Break From Soviet Realism
Tarkovsky's first film Ivan's Childhood had an enormous impact on Parajanov's self-discovery as a filmmaker (later the influence became mutual, they were also close friends). In 1964 he abandoned socialist realism and directed the poetic Shadows of Forgotten Ancestors, his first film in which he had complete creative control and which won numerous international awards. Unlike the subsequent The Color of Pomegranates, it was relatively well received by the Soviet authorities. The Script Editorial Board at Goskino of Ukraine praised the film for “conveying the poetic quality and philosophical depth of M. Kotsiubynsky’s tale through the language of cinema” and called it “a brilliant creative success of the Dovzhenko studio.”
Moscow also agreed to Goskino of Ukraine's request to release the film with its original Ukrainian soundtrack intact rather than re-dub the dialogue into Russian for Soviet-wide release, in order to preserve its Ukrainian flavor. (Russian dubbing was standard practice at that time for non-Russian Soviet films when they were distributed outside the republic of origin.)
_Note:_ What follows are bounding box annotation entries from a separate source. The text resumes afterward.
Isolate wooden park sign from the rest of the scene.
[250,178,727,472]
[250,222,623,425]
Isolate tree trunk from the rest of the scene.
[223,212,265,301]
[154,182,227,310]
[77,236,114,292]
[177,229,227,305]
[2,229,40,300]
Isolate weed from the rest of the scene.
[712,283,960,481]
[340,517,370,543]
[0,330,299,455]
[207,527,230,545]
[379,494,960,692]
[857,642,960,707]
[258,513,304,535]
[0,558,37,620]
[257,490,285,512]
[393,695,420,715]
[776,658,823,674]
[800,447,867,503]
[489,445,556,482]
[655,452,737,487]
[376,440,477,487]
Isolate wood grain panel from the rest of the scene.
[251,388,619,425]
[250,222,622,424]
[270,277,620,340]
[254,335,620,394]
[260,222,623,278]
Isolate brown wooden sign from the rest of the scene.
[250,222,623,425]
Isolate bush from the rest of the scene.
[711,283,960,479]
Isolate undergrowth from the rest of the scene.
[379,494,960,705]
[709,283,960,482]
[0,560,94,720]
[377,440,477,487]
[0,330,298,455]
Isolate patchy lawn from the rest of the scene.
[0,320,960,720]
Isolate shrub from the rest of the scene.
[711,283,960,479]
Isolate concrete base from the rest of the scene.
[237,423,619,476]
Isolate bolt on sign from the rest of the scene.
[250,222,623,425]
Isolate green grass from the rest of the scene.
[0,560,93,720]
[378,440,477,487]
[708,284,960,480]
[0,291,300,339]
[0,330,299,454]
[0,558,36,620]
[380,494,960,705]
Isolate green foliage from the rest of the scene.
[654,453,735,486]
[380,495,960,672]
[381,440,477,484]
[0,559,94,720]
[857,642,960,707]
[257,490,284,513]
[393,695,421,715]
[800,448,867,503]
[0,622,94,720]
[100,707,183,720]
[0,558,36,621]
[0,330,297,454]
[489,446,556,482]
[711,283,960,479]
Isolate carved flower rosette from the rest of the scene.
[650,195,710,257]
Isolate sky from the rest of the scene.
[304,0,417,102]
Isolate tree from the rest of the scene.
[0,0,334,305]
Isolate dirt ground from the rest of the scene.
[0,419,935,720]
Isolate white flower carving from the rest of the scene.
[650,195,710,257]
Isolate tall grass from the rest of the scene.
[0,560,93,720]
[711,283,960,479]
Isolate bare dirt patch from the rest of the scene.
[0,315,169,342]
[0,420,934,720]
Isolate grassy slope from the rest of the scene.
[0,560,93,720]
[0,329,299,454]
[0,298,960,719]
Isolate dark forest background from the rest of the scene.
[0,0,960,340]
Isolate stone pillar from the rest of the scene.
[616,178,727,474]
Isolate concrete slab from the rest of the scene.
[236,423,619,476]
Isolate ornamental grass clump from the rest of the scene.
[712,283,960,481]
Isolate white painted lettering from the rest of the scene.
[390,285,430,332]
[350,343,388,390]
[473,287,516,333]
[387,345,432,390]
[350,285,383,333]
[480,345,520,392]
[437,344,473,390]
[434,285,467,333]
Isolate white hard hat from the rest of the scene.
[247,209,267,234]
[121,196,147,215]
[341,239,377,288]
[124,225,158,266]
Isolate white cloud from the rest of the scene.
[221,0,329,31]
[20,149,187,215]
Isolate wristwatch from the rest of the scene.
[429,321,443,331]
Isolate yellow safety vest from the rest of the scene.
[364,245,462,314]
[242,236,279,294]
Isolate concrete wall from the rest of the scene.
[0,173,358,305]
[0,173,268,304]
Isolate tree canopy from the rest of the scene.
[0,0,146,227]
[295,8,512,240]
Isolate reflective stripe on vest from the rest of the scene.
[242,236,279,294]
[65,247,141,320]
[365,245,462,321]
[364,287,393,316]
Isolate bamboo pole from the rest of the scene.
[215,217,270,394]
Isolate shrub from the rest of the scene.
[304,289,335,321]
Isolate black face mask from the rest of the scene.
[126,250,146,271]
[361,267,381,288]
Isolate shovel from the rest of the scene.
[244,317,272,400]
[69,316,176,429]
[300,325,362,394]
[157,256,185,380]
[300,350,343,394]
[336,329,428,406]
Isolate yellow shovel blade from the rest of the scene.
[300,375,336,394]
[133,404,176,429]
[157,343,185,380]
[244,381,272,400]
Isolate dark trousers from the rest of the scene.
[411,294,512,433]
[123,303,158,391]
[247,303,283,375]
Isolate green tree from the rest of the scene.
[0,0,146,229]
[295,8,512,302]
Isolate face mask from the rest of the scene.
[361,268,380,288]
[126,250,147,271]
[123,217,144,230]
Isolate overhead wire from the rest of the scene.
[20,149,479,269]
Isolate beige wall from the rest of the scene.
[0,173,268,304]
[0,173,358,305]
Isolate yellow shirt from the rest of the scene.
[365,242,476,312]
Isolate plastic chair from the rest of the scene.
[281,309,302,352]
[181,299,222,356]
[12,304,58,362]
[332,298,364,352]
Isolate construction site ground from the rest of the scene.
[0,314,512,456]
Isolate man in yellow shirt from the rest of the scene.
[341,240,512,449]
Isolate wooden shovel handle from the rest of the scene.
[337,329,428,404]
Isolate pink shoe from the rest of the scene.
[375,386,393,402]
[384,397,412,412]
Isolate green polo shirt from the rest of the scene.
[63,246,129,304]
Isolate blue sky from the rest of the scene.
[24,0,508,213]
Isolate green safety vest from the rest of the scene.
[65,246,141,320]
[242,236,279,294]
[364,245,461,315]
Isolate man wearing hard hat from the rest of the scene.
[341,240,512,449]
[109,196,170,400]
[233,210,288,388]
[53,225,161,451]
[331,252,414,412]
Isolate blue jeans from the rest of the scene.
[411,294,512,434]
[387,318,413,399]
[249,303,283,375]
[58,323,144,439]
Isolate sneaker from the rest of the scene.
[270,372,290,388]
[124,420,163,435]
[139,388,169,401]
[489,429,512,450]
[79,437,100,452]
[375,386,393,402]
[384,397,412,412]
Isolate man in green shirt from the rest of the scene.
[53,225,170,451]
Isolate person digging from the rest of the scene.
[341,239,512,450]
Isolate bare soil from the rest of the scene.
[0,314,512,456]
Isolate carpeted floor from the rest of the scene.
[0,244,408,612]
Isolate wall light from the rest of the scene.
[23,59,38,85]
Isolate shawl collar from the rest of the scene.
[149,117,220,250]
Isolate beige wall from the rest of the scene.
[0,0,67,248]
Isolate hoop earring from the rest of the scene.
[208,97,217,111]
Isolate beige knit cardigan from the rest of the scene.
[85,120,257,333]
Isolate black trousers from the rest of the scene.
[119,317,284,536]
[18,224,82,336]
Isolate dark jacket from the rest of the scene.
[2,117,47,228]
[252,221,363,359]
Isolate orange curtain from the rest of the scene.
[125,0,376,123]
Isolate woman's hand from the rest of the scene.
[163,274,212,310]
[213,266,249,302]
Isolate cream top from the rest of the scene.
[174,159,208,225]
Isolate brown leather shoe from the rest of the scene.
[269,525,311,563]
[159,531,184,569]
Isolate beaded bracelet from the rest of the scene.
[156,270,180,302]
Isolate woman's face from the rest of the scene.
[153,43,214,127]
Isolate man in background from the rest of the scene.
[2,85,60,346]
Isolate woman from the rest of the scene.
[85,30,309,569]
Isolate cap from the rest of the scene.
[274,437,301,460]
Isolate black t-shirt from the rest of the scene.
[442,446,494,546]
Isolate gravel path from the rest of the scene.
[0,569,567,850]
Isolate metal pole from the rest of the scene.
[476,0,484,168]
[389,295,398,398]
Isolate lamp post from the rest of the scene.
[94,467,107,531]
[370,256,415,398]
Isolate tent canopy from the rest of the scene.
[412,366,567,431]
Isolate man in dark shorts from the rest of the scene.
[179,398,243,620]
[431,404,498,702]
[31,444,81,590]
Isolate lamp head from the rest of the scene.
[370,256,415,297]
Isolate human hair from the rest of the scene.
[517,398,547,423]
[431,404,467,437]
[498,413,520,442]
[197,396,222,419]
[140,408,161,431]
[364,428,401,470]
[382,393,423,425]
Parajanov departed Kiev shortly afterwards for his motherland of Armenia. In 1968, he embarked on Sayat Nova, a film which many consider to be his crowning achievement, though it was shot under relatively poor conditions and had a very small budget. Soviet censors intervened once again and immediately banned Sayat Nova for its allegedly inflammatory content. Parajanov re-edited his footage and renamed the film, The Color of Pomegranates. It remains his best-known and most emblematic film. Critic Alexei Korotyukov remarked: "Paradjanov made films not about how things are, but how they would have been had he been God." Mikhail Vartanov wrote in 1969 that "...Besides the film language suggested by Griffith and Eisenstein, the world cinema has not discovered anything revolutionarily new until The Color of Pomegranates ...".